Can you build a new coal-fired power station for less than a renewable, gas and storage mix?

AGL has developed a plan to use a mix of renewables, gas and storage to replace the energy produced by Liddell Power Station before its 2022 closure. This has prompted claims that new coal can be built more cheaply than the $83 per MWh AGL estimates its energy mix will cost.

Any plan for building new energy generators relies on a set of assumptions. These assumptions include things like the cost of fuel, the cost of borrowing money, and how often the generator is expected to run. If you make optimistic assumptions, it makes the cost of power look cheaper.

In the case of coal-fired electricity generation, one major assumption is the cost of coal. As a buyer of coal for our existing coal-fired power stations, AGL has found that assumptions about the coal price used in some models are lower than available market prices. For example, the chart below compares market prices for coal against the assumptions recently used in modelling referenced by the Mineral’s Council of Australia (the lower red line is the lower cost assumption and the upper red line uses their higher assumption). Notably, even the coal price used in the ‘high’ case is below current market prices.

Assumptions about how often coal generators will run should also be scrutinised carefully. If it is assumed that a plant will run more often, the cost of building the power station is spread over more hours of operation, so the cost per megawatt hour is cheaper. The AI Group points out that utilisation level has a fundamental impact on levelised cost, for example if an ultra-supercritical coal plant generates at an average of 60% of its capacity instead of 80%, the cost rises from $80/MWh to $100/MWh*.

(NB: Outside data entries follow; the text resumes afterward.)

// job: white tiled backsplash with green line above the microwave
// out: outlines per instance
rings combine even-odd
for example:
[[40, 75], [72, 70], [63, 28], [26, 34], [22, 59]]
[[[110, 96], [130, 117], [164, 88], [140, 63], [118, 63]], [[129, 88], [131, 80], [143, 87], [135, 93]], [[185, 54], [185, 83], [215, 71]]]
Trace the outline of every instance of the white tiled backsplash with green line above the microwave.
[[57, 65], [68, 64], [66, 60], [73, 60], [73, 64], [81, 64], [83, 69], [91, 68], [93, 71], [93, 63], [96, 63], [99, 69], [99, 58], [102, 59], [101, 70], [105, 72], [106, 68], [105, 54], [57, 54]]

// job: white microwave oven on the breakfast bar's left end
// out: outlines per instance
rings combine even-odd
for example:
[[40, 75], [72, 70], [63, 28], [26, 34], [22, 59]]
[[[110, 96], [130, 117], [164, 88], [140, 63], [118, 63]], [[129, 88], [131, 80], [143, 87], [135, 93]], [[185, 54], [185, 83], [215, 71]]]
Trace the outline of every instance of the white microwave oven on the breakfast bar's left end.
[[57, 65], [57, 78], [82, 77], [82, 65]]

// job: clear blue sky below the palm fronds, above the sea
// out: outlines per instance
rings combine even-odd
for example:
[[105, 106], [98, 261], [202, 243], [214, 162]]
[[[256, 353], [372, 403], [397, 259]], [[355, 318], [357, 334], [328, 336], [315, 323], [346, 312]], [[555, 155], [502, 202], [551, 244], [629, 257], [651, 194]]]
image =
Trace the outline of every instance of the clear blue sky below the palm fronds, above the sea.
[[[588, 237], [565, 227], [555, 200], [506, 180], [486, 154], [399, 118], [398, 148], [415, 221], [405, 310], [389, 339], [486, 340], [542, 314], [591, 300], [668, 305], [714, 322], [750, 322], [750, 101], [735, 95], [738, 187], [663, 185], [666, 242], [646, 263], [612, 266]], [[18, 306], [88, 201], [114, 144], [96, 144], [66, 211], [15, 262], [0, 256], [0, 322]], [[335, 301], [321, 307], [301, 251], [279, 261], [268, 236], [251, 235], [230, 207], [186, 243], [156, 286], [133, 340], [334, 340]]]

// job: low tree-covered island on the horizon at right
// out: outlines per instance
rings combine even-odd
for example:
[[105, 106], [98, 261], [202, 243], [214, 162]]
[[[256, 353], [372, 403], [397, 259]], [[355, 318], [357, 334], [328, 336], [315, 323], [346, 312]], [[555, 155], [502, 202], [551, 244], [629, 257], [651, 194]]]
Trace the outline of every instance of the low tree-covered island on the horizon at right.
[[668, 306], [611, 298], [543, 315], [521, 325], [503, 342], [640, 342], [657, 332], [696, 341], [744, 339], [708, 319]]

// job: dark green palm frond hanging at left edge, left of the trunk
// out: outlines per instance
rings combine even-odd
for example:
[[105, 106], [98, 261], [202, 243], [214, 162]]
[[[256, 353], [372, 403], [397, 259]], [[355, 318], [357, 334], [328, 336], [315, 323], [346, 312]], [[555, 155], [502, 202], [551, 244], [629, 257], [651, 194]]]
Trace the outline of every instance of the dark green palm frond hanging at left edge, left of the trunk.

Some of the modelling we have seen on coal generation costs also assumes highly optimistic levels of utilisation. Assumed levels of plant utilisation for a coal-fired power station of around 87%-90% are unrealistic because it does not meet the requirements of the market. The market has a capacity factor of 60% and this will drop further as households install more solar. To meet the market’s needs, i.e. the energy customers consume, with coal, you either have to build more coal generation than you need but run it at only 60% or build just enough coal generation so it can run 90% of the time and then supplement coal with other generation sources.

Either way, running a coal station at 90% does not reflect the cost of meeting the market’s requirements. If the assumption shifts to a more likely capacity utilisation factor, a new coal power station becomes significantly more expensive on a cost per MW hour basis.

In addition to applying optimistic operating assumptions, the modelling also overlooks some important business risks. One critical risk is carbon pricing. Even if a carbon price is not the policy of the current government, there is a reasonable probability that one could be introduced in the decades following the construction of a new generator, so this needs to be factored in to any commercial evaluation.

A further risk arises from building ‘baseload’ generators in a market that increasingly values of flexibility. Because cheap renewables are only available when the wind is blowing, or the sun is shining, flexible solutions like gas peaking plants and battery storage have become more important than ever. Combined, these sources can deliver reliable, low emissions energy at the lowest possible cost. Conversely, coal generators perform best under steady-state operating conditions, and incur much higher operation and maintenance costs when they need to operate flexibly. The extremes in Australia’s climate require greater flexibility of energy, not steady-state.

Ultimately, the real test of credibility for any model or set of assumptions is whether someone believes them enough to put money behind the project. That’s what AGL has done with our plan to replace Liddell.